Chain parsing involves extracting specific types of data from known database files, focusing on essential information while ignoring unrelated data. This process is essential in digital forensics, particularly when working with mobile devices. As discussed by Quick and Choo (2014) in their work on forensic collection of app data from Android and iOS, databases like SQLite store most app and system data on mobile devices, including user messages, contact lists, and even location history. Targeting these databases with specialised parsing techniques allows analysts to retrieve key information efficiently.
Using chain parsing, DataChain can recognise and extract data from these structured databases, simplifying the process of locating valuable data within a mobile backup. This method is modular, so new parsers can be added or customised to support additional data sources, making DataChain flexible for different data types and applications.
How DataChain Works
- Import Backup: The user uploads an iTunes or Android backup.
- Run Chain Parsers: DataChain automatically runs parsers to detect and extract data from recognised files, such as contacts and messages.
- Organise Data: Data is displayed by type (Contacts, Messages, Calls), allowing easy navigation.
- Export and Reporting: Users can export the data to formats like CSV or PDF for further analysis or reporting.
Example of Chain Parsers in Action
Each chain parser targets a specific data type:
- Contacts Parser: Extracts contacts from files like
contacts.db. - Messages Parser: Pulls text messages from
sms.db. - Call Logs: Retrieves call history from call log databases.
- Location Data: Extracts GPS data from location history files or media metadata.
Proof of Concept
DataChain is currently a proof of concept rather than a complete tool.
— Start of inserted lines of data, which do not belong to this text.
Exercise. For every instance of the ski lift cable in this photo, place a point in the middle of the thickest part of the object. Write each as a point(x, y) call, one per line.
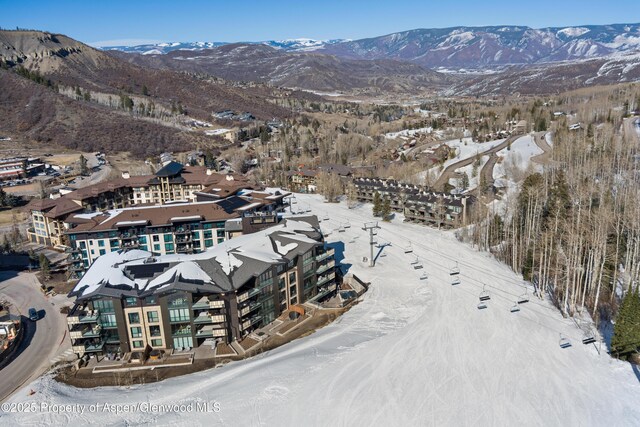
point(481, 269)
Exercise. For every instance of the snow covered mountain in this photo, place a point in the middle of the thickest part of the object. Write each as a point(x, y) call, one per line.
point(412, 352)
point(301, 44)
point(486, 47)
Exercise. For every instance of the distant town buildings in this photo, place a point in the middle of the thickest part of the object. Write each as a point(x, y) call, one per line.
point(418, 204)
point(172, 183)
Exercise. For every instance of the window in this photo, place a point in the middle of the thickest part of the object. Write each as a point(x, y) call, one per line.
point(105, 306)
point(152, 316)
point(108, 320)
point(265, 277)
point(179, 315)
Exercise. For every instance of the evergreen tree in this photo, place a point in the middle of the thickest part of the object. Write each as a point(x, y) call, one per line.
point(386, 209)
point(377, 204)
point(45, 266)
point(84, 169)
point(626, 332)
point(465, 181)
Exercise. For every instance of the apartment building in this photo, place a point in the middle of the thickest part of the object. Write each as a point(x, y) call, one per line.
point(418, 204)
point(170, 184)
point(168, 229)
point(130, 300)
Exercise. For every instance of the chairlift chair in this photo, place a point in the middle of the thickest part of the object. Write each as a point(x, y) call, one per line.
point(564, 342)
point(588, 338)
point(455, 270)
point(484, 295)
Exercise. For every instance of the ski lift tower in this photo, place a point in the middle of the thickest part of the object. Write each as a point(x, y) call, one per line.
point(292, 200)
point(371, 227)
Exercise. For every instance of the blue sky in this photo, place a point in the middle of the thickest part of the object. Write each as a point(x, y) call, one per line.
point(94, 21)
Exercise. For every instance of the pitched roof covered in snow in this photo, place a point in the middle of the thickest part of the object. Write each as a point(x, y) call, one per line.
point(223, 268)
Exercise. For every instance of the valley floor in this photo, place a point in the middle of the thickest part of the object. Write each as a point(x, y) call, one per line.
point(411, 352)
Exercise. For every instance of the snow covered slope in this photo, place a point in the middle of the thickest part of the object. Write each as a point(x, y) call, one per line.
point(413, 352)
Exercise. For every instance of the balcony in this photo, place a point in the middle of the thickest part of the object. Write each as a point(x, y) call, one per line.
point(209, 331)
point(182, 230)
point(202, 304)
point(326, 267)
point(326, 279)
point(216, 304)
point(82, 316)
point(246, 295)
point(184, 239)
point(181, 332)
point(207, 319)
point(92, 347)
point(249, 308)
point(250, 322)
point(325, 255)
point(87, 332)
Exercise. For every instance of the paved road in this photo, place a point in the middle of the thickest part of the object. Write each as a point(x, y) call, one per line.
point(630, 129)
point(43, 339)
point(541, 142)
point(450, 170)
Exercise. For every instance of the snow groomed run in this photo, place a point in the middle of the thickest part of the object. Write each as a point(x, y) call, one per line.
point(415, 351)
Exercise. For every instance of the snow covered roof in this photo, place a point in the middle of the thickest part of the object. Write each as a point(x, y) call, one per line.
point(223, 268)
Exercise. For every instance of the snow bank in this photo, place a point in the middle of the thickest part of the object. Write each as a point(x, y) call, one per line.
point(412, 352)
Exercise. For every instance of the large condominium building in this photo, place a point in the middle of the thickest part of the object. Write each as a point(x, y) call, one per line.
point(171, 183)
point(131, 300)
point(168, 229)
point(417, 203)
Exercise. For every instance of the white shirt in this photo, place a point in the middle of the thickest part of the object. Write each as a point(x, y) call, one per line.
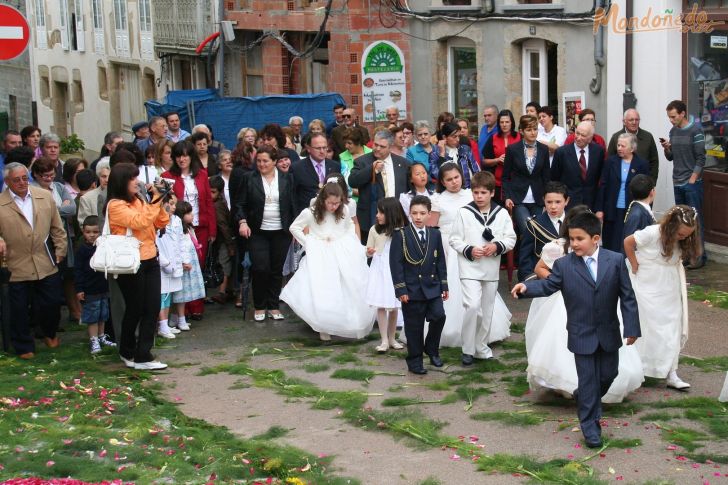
point(586, 154)
point(271, 209)
point(389, 169)
point(555, 221)
point(25, 205)
point(593, 268)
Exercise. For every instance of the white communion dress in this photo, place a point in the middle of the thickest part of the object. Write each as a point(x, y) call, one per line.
point(326, 291)
point(662, 301)
point(550, 363)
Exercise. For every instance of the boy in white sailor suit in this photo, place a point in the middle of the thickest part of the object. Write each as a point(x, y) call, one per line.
point(481, 234)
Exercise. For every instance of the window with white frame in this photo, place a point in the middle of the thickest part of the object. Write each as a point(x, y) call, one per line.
point(63, 7)
point(463, 80)
point(535, 72)
point(97, 14)
point(146, 43)
point(80, 27)
point(121, 29)
point(41, 36)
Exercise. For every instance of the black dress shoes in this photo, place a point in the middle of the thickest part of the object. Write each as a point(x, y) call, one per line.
point(435, 360)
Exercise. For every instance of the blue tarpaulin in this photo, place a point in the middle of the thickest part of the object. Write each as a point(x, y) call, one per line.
point(227, 116)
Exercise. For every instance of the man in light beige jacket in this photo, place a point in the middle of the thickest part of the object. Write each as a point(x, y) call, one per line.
point(29, 221)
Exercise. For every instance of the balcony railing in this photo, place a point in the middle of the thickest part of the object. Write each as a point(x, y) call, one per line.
point(180, 25)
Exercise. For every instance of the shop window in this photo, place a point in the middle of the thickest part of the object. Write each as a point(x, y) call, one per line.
point(464, 82)
point(707, 64)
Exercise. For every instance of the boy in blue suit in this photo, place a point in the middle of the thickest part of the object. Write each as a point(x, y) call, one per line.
point(546, 226)
point(592, 280)
point(417, 263)
point(639, 214)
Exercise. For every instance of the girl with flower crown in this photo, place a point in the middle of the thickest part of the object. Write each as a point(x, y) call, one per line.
point(656, 255)
point(326, 291)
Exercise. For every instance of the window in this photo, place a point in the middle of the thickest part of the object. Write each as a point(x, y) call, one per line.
point(535, 69)
point(63, 6)
point(145, 30)
point(80, 29)
point(97, 13)
point(464, 81)
point(41, 36)
point(121, 29)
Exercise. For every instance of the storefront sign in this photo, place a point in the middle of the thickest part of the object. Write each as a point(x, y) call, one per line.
point(694, 20)
point(571, 106)
point(384, 82)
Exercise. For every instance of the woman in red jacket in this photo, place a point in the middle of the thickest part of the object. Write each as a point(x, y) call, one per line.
point(494, 151)
point(191, 185)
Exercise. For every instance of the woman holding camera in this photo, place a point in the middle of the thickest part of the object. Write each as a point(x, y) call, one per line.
point(127, 210)
point(191, 185)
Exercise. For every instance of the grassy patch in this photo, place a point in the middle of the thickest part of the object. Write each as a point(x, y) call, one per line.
point(517, 385)
point(65, 414)
point(688, 438)
point(314, 367)
point(708, 364)
point(518, 418)
point(714, 297)
point(345, 358)
point(553, 471)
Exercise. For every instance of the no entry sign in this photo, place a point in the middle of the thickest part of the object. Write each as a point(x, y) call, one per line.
point(14, 33)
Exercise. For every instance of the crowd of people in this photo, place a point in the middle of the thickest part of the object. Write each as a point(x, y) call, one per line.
point(410, 226)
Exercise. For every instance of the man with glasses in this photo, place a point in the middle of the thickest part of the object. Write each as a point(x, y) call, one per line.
point(588, 114)
point(309, 175)
point(376, 175)
point(337, 134)
point(490, 116)
point(646, 146)
point(27, 220)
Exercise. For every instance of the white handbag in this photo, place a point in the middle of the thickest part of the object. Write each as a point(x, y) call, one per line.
point(114, 254)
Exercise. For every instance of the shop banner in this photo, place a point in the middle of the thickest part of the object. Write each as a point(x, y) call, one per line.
point(384, 82)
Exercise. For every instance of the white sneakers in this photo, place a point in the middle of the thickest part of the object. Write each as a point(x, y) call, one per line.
point(152, 365)
point(675, 382)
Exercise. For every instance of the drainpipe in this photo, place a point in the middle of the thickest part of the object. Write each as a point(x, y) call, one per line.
point(629, 100)
point(595, 86)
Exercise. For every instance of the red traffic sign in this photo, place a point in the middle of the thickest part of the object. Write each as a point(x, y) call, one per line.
point(14, 33)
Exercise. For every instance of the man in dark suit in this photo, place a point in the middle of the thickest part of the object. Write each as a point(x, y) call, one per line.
point(579, 165)
point(309, 174)
point(646, 146)
point(419, 274)
point(592, 282)
point(376, 175)
point(337, 134)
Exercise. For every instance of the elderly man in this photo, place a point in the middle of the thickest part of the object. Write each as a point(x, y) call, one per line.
point(157, 132)
point(392, 114)
point(376, 175)
point(175, 132)
point(309, 175)
point(11, 139)
point(337, 134)
point(490, 115)
point(646, 147)
point(579, 165)
point(50, 146)
point(295, 123)
point(27, 220)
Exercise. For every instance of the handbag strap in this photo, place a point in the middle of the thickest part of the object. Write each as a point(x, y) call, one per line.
point(107, 228)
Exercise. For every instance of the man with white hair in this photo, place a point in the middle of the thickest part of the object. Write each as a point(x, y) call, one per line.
point(295, 123)
point(27, 221)
point(646, 146)
point(579, 166)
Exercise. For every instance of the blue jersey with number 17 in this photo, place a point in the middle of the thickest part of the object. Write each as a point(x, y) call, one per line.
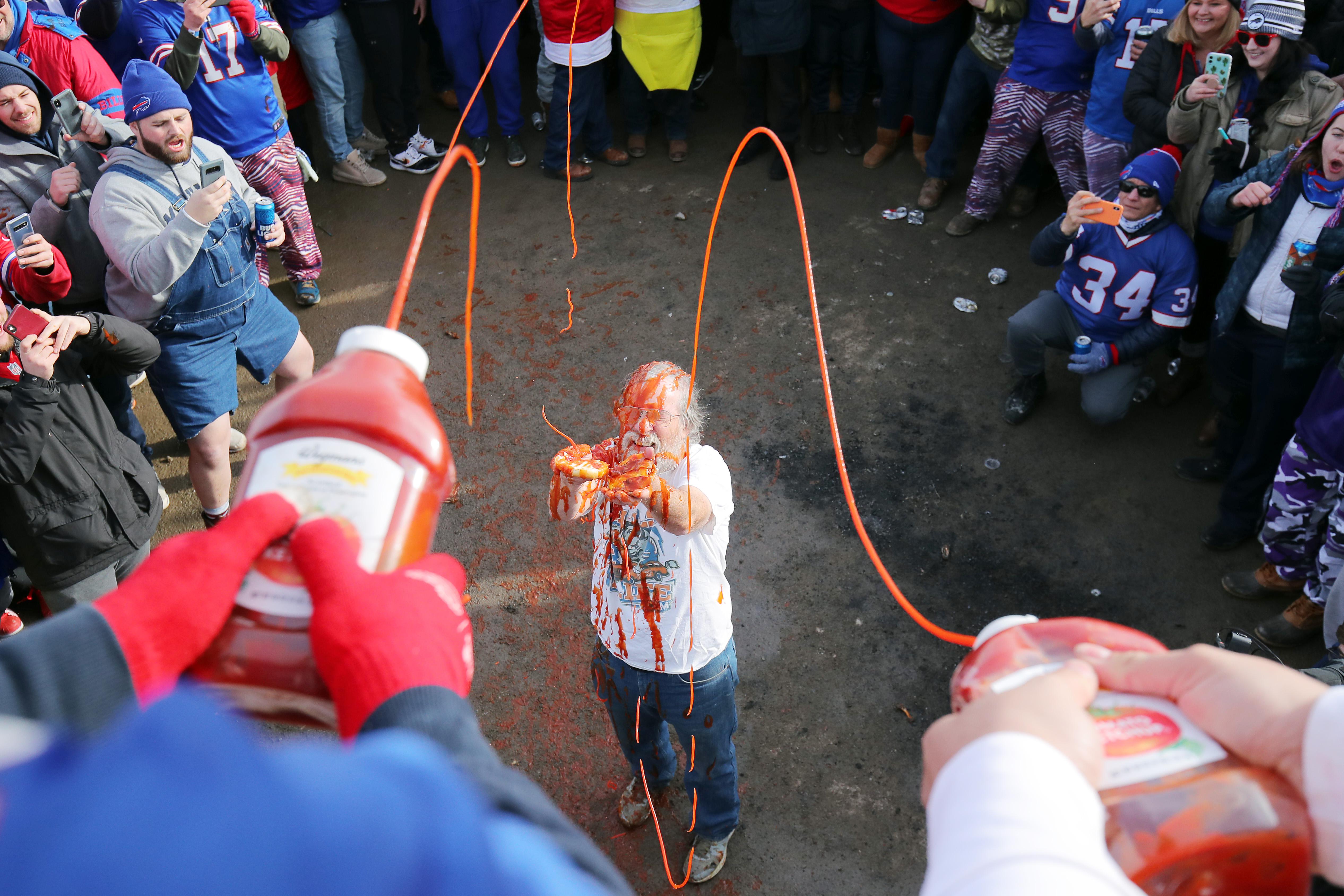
point(1113, 281)
point(1045, 56)
point(232, 99)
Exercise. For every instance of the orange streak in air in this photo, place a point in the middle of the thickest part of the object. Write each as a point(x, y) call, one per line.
point(404, 284)
point(952, 637)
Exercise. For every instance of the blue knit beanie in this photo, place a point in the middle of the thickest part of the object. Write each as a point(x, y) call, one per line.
point(147, 89)
point(1158, 168)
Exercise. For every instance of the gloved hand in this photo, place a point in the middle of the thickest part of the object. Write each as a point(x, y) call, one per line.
point(170, 609)
point(245, 14)
point(1332, 312)
point(1093, 362)
point(1233, 159)
point(1304, 280)
point(378, 635)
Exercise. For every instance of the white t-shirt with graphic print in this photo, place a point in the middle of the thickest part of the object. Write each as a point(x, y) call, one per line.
point(660, 601)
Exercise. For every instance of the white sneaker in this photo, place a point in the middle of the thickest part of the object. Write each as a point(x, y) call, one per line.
point(413, 161)
point(370, 144)
point(354, 170)
point(428, 147)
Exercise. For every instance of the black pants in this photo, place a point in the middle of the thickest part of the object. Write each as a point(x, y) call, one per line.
point(779, 74)
point(1259, 402)
point(389, 37)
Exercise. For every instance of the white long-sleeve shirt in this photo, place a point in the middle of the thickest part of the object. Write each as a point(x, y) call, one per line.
point(1011, 816)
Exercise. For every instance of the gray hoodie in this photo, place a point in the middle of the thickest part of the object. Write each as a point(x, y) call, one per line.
point(148, 245)
point(25, 178)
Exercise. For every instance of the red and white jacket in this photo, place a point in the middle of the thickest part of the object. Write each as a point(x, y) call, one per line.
point(592, 31)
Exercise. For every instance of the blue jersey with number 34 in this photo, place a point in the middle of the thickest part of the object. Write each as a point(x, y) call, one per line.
point(1045, 54)
point(1113, 281)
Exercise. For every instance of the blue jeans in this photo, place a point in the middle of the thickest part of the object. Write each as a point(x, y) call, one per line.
point(471, 31)
point(839, 37)
point(331, 61)
point(914, 61)
point(636, 101)
point(666, 700)
point(588, 113)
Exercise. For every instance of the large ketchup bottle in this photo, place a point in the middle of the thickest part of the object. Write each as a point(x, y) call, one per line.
point(1183, 819)
point(359, 443)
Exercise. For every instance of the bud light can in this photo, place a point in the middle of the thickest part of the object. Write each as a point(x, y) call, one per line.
point(264, 214)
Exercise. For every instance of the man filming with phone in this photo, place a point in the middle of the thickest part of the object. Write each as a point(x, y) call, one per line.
point(183, 264)
point(1128, 287)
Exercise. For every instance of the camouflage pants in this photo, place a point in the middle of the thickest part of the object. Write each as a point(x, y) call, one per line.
point(1304, 525)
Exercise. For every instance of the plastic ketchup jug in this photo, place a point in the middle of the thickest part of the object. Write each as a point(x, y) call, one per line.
point(1183, 817)
point(359, 443)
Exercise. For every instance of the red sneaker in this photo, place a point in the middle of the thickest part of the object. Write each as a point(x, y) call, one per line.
point(10, 624)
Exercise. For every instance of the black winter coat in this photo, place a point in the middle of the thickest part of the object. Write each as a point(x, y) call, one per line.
point(76, 495)
point(1162, 70)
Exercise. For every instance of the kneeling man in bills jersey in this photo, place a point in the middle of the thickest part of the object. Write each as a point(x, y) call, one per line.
point(1127, 287)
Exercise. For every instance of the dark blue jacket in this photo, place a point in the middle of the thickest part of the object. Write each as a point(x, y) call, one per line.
point(1306, 344)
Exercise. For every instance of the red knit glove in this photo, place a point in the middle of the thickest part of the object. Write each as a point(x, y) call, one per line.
point(174, 605)
point(378, 635)
point(245, 14)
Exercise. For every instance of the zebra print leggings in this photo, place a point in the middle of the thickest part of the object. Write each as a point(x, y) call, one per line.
point(275, 172)
point(1021, 115)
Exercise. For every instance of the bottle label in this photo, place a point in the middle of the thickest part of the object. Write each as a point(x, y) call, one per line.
point(1148, 738)
point(353, 483)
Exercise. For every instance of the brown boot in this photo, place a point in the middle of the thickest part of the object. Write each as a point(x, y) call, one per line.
point(1264, 582)
point(881, 151)
point(1298, 625)
point(931, 195)
point(920, 147)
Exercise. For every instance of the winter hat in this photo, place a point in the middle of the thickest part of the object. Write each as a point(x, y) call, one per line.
point(147, 89)
point(1159, 168)
point(1284, 18)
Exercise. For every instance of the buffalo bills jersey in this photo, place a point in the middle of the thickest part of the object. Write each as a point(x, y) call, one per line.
point(232, 99)
point(1105, 115)
point(1112, 281)
point(1046, 57)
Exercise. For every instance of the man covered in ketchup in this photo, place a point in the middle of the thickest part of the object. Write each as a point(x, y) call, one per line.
point(660, 601)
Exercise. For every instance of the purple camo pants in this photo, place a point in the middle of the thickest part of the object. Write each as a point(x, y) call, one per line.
point(1304, 523)
point(1021, 115)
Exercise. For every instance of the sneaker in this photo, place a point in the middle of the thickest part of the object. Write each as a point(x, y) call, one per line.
point(427, 146)
point(1025, 398)
point(413, 161)
point(1296, 625)
point(634, 808)
point(709, 858)
point(370, 143)
point(307, 293)
point(963, 225)
point(355, 170)
point(1264, 582)
point(479, 147)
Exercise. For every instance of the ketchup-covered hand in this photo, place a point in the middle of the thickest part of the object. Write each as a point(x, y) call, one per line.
point(174, 605)
point(378, 635)
point(245, 14)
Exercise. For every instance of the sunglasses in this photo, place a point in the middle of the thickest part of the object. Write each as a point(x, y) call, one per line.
point(1144, 191)
point(1261, 40)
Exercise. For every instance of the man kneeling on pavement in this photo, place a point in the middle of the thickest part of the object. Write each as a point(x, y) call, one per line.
point(1128, 287)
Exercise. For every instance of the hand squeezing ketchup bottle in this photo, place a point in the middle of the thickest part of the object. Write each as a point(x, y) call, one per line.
point(358, 443)
point(1183, 817)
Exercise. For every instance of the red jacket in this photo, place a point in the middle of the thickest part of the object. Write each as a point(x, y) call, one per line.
point(58, 53)
point(29, 285)
point(592, 33)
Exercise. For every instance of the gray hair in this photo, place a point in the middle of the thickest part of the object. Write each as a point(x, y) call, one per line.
point(693, 412)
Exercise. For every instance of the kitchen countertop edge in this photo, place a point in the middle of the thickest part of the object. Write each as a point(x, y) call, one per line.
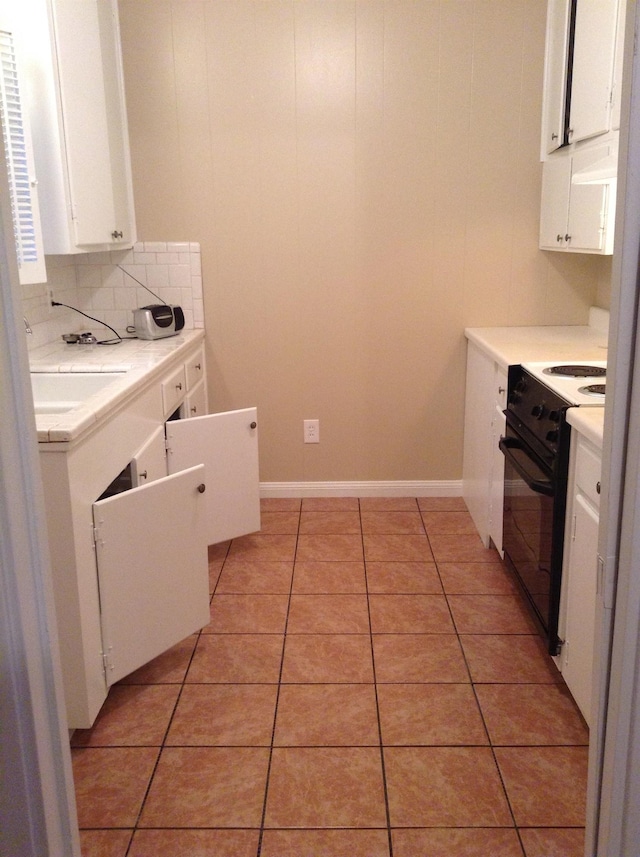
point(142, 360)
point(513, 345)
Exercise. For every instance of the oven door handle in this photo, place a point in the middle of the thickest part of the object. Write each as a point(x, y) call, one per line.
point(535, 478)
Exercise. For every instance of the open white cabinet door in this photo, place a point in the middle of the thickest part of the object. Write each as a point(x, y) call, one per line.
point(227, 444)
point(152, 569)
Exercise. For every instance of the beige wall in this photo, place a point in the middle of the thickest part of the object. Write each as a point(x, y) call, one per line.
point(364, 180)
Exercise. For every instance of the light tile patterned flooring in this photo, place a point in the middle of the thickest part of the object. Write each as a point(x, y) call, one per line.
point(370, 685)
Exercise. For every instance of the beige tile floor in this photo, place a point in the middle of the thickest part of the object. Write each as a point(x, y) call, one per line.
point(370, 685)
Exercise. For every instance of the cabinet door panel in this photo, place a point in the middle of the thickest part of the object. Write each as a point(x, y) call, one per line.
point(94, 121)
point(555, 78)
point(577, 655)
point(588, 206)
point(228, 445)
point(554, 205)
point(497, 480)
point(592, 76)
point(152, 569)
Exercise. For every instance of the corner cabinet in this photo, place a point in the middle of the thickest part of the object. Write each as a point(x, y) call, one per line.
point(79, 125)
point(578, 218)
point(483, 463)
point(583, 68)
point(580, 124)
point(580, 573)
point(131, 509)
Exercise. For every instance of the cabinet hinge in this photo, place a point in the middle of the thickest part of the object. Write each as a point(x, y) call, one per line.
point(107, 662)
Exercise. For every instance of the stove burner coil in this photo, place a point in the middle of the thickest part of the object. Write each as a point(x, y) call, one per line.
point(593, 390)
point(576, 371)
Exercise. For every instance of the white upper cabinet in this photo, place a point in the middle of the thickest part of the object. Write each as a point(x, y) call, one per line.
point(592, 75)
point(79, 125)
point(554, 119)
point(576, 218)
point(583, 64)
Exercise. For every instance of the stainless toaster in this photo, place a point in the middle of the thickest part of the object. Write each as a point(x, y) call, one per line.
point(157, 321)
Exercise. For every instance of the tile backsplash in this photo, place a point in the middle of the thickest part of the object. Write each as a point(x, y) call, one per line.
point(102, 285)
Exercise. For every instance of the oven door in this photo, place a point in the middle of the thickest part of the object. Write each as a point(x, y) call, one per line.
point(530, 547)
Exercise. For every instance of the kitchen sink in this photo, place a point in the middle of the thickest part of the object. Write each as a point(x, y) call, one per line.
point(60, 392)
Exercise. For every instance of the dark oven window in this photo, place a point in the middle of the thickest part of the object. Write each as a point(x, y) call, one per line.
point(528, 539)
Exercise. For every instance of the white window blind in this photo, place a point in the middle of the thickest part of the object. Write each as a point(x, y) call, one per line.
point(17, 143)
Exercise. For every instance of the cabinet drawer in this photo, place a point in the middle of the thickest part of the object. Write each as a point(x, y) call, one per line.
point(588, 471)
point(174, 389)
point(195, 369)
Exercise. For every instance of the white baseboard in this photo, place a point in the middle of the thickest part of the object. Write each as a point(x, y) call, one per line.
point(450, 488)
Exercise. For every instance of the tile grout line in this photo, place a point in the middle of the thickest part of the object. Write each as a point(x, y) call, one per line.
point(166, 733)
point(275, 712)
point(375, 691)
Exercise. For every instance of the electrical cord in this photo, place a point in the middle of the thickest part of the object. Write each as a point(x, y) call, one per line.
point(98, 321)
point(157, 297)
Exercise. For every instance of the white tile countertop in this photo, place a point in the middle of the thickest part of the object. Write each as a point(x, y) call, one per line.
point(138, 360)
point(589, 422)
point(513, 345)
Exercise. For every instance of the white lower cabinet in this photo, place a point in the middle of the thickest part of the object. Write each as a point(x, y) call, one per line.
point(152, 571)
point(483, 463)
point(580, 574)
point(131, 568)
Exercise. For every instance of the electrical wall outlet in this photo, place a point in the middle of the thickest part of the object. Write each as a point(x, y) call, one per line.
point(311, 431)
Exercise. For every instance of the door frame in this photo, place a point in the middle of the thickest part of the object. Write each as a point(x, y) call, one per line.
point(37, 801)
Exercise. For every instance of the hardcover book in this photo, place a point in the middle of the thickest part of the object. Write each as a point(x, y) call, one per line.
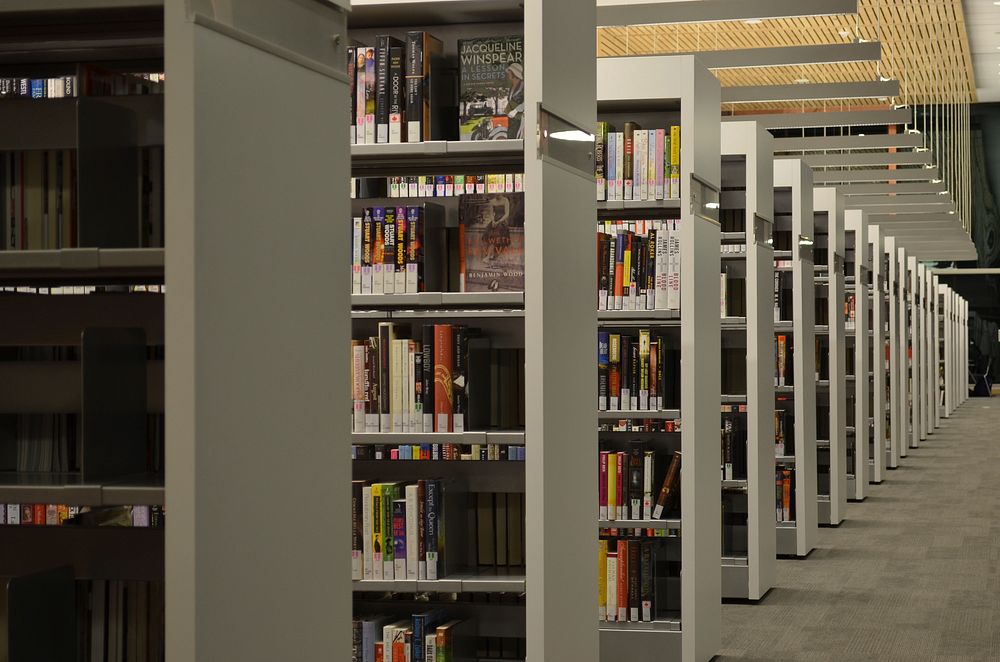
point(491, 228)
point(491, 87)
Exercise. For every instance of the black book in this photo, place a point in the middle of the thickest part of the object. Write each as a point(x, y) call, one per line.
point(383, 44)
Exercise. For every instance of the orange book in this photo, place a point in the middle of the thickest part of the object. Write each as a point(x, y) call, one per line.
point(622, 581)
point(444, 361)
point(786, 495)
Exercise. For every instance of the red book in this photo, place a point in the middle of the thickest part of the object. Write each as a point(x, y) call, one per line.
point(444, 361)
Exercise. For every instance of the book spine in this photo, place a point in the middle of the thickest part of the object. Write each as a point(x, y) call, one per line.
point(428, 386)
point(460, 379)
point(671, 484)
point(443, 385)
point(397, 94)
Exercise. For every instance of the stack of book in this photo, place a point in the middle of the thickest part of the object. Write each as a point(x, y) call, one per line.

It demonstrates how chain parsing can help organise mobile backup data, making it easier for users and analysts to locate important information without sifting through unstructured files. As Quick and Choo (2014) highlight, the ability to focus on specific types of data within mobile databases is crucial for efficient forensic analysis, a principle DataChain applies directly.
Source
Quick, D., & Choo, K. K. R. (2014). “Forensic collection and analysis of app data from Android and iOS mobile devices.” IEEE Transactions on Mobile Computing, 13(9), 2242–2255. This paper examines forensic techniques for collecting and analysing structured data in mobile databases, highlighting methods like chain parsing for targeted extraction of user data from app and system files.